France’s national cybersecurity agency (ANSSI) released a report detailing a campaign by China-based threat group dubbed Houken that occurred in September 2024. Houken exploited multiple zero-day vulnerabilities in Ivanti’s Cloud Service Appliance (CSA) to compromise organizations across France’s public and private sectors.
Between July and September 2024, ANSSI observed targeting of French entities in the government, telecom, media, finance, and transport sectors. The threat actors exploited three previously unknown vulnerabilities—CVE-2024-8190, CVE-2024-8963, and CVE-2024-9380—for remote code execution on Ivanti CSA.
Once inside the network, Houken deployed custom PHP webshells, modified legitimate scripts and, in some cases, installed a custom rootkit to maintain persistence.
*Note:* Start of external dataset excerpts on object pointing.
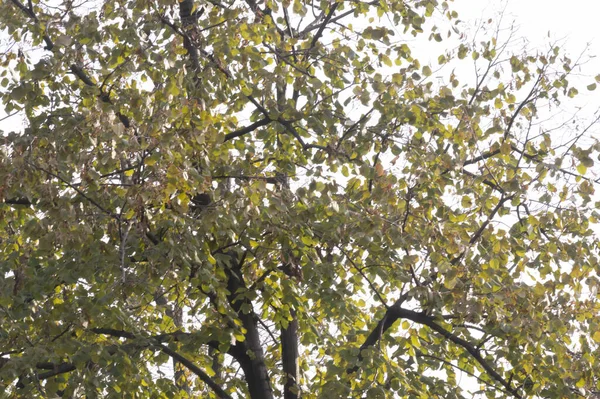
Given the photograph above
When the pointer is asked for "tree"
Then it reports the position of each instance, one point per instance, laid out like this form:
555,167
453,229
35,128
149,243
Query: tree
276,199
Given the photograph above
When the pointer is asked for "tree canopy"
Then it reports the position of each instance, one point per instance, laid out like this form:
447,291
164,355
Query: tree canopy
229,199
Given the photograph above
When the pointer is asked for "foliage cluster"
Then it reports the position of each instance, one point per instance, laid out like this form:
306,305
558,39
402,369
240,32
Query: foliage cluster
277,199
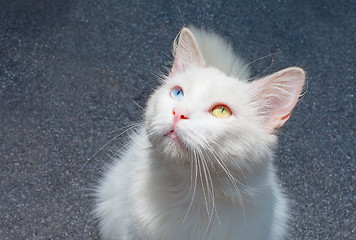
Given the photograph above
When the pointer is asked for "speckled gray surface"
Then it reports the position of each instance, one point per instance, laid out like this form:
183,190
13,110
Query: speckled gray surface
71,72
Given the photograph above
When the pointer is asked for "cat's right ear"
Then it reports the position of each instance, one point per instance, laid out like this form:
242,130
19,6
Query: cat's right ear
186,52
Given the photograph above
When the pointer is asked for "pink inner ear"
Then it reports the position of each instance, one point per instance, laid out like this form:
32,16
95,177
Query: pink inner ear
277,95
186,52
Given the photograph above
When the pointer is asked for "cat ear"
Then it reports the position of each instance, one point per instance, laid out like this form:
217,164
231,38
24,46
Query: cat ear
186,52
277,94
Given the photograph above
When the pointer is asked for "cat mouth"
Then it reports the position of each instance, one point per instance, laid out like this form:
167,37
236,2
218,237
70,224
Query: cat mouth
172,135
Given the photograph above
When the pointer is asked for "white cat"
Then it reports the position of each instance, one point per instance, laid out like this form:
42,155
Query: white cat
201,165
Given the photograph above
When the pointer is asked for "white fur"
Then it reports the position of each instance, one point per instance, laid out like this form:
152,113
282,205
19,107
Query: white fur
218,182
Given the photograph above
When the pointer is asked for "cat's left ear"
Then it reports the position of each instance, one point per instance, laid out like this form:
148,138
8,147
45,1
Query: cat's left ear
186,52
277,94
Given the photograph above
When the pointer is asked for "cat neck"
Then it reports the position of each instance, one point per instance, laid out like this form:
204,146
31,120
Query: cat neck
233,185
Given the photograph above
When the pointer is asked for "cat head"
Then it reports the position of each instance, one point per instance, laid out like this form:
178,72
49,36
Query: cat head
200,112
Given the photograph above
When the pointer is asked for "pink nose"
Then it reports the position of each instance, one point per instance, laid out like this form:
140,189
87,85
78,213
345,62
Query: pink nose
179,115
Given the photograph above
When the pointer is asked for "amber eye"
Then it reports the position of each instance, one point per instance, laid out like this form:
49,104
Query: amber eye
221,111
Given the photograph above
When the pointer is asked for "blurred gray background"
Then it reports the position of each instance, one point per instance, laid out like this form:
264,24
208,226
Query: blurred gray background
74,72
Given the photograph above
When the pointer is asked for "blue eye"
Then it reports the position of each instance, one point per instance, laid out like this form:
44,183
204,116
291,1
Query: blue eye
177,93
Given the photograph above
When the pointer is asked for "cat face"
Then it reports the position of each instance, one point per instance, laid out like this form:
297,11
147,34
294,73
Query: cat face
203,113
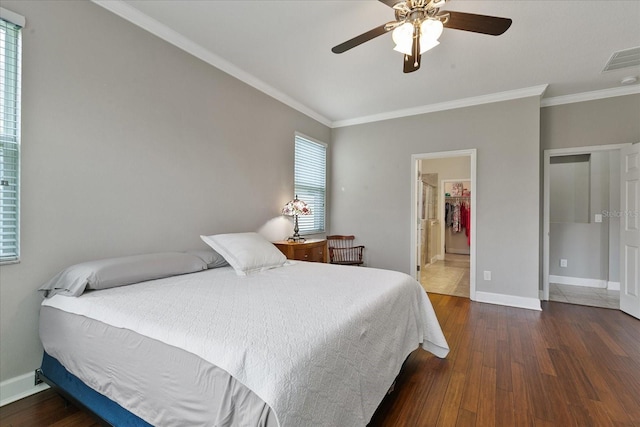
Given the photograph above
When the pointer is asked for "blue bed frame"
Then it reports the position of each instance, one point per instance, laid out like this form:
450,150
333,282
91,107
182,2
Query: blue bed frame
74,390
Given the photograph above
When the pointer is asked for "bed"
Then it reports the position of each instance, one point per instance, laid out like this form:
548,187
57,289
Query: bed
260,342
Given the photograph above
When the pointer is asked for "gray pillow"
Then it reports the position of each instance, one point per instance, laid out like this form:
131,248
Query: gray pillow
112,272
212,258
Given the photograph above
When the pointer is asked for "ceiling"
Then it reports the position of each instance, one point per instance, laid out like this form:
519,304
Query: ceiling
284,49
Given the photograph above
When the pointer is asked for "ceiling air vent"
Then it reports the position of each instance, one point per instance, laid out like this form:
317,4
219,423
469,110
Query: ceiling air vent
623,59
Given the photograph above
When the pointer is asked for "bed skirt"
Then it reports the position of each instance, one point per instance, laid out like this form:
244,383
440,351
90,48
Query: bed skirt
74,390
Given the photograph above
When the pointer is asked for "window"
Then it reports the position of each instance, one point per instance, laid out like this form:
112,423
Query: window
9,139
310,182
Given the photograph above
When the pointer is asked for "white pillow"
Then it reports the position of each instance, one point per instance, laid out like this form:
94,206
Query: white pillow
247,253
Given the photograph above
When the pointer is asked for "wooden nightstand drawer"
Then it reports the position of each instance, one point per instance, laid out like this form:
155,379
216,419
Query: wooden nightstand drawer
310,250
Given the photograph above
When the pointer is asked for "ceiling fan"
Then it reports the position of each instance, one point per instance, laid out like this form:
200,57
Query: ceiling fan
419,24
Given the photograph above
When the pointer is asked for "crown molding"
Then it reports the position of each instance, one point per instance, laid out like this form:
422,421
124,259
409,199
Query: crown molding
160,30
590,96
449,105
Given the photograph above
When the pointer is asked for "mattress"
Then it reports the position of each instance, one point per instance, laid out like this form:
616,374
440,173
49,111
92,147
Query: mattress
166,385
305,344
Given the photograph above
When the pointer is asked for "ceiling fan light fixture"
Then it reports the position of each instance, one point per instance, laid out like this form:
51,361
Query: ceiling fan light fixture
431,29
426,44
403,38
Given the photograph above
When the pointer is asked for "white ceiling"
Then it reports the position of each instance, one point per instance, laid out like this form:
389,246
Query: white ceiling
284,49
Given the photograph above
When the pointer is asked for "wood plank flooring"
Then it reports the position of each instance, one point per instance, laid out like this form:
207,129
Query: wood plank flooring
568,365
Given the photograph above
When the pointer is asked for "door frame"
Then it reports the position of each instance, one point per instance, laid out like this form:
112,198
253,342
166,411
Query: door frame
472,154
544,292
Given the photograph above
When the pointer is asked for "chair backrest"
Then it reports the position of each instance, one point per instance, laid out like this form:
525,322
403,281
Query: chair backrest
342,250
339,241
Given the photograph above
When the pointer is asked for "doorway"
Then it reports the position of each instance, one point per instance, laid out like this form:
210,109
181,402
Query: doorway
443,256
581,242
Notably, the attackers also patched the exploited vulnerabilities post-compromise, likely to prevent other threat actors from leveraging their access.
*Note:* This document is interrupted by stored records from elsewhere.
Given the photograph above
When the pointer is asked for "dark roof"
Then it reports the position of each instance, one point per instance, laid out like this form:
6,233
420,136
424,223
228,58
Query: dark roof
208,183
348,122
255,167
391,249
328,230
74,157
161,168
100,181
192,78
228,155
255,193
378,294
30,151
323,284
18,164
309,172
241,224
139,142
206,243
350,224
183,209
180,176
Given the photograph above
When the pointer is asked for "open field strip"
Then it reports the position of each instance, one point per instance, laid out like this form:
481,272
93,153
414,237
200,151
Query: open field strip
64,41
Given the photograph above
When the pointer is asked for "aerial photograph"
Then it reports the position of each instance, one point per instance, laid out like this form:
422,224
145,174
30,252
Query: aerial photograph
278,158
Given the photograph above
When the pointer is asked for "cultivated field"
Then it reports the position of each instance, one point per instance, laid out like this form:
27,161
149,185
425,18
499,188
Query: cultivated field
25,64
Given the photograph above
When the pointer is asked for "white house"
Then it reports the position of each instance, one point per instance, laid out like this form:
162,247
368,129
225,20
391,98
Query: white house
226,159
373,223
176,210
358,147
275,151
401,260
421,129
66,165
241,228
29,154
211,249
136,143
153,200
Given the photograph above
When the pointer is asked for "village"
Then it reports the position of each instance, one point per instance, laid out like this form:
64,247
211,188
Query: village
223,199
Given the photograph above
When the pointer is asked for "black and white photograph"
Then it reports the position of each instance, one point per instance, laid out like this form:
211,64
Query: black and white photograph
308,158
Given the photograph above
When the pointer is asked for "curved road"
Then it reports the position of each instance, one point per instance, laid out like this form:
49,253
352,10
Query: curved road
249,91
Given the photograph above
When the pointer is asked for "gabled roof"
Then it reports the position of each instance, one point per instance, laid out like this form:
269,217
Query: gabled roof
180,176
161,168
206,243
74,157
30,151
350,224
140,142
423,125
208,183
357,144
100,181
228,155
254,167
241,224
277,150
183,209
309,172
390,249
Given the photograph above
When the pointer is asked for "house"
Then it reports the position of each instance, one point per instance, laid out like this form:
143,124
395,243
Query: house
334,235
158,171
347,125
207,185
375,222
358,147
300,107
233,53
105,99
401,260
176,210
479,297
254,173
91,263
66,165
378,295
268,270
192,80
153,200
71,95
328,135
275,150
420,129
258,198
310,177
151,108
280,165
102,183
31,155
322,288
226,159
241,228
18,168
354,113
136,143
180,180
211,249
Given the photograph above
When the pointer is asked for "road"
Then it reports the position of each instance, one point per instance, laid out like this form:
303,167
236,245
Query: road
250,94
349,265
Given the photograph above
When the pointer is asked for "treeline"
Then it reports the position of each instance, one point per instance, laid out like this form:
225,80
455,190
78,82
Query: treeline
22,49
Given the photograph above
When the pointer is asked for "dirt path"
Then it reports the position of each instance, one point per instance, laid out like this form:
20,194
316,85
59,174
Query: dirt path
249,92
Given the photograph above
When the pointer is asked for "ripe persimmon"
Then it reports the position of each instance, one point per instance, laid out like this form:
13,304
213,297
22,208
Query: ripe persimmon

Houken shares infrastructure and tooling with UNC5174, a group previously documented by Mandiant. The group’s behavior aligns with that of access brokers—threat actors who gain and sell initial access to compromised networks, likely to state actors. ANSSI also noted a case of data exfiltration, as well as an interest in the deployment of cryptominers, which could indicate a hybrid motive of espionage and financial gain.
Analyst notes:
Houken’s campaign underscores the growing threat posed by access brokers and their continued interest in edge infrastructure. Organizations can secure edge devices through limiting exposure and enforcing strict access controls, as well as ensuring timely patching. To mitigate similar threats, monitor for unusual activity and regularly audit for persistence mechanisms like webshells or unauthorized kernel modules.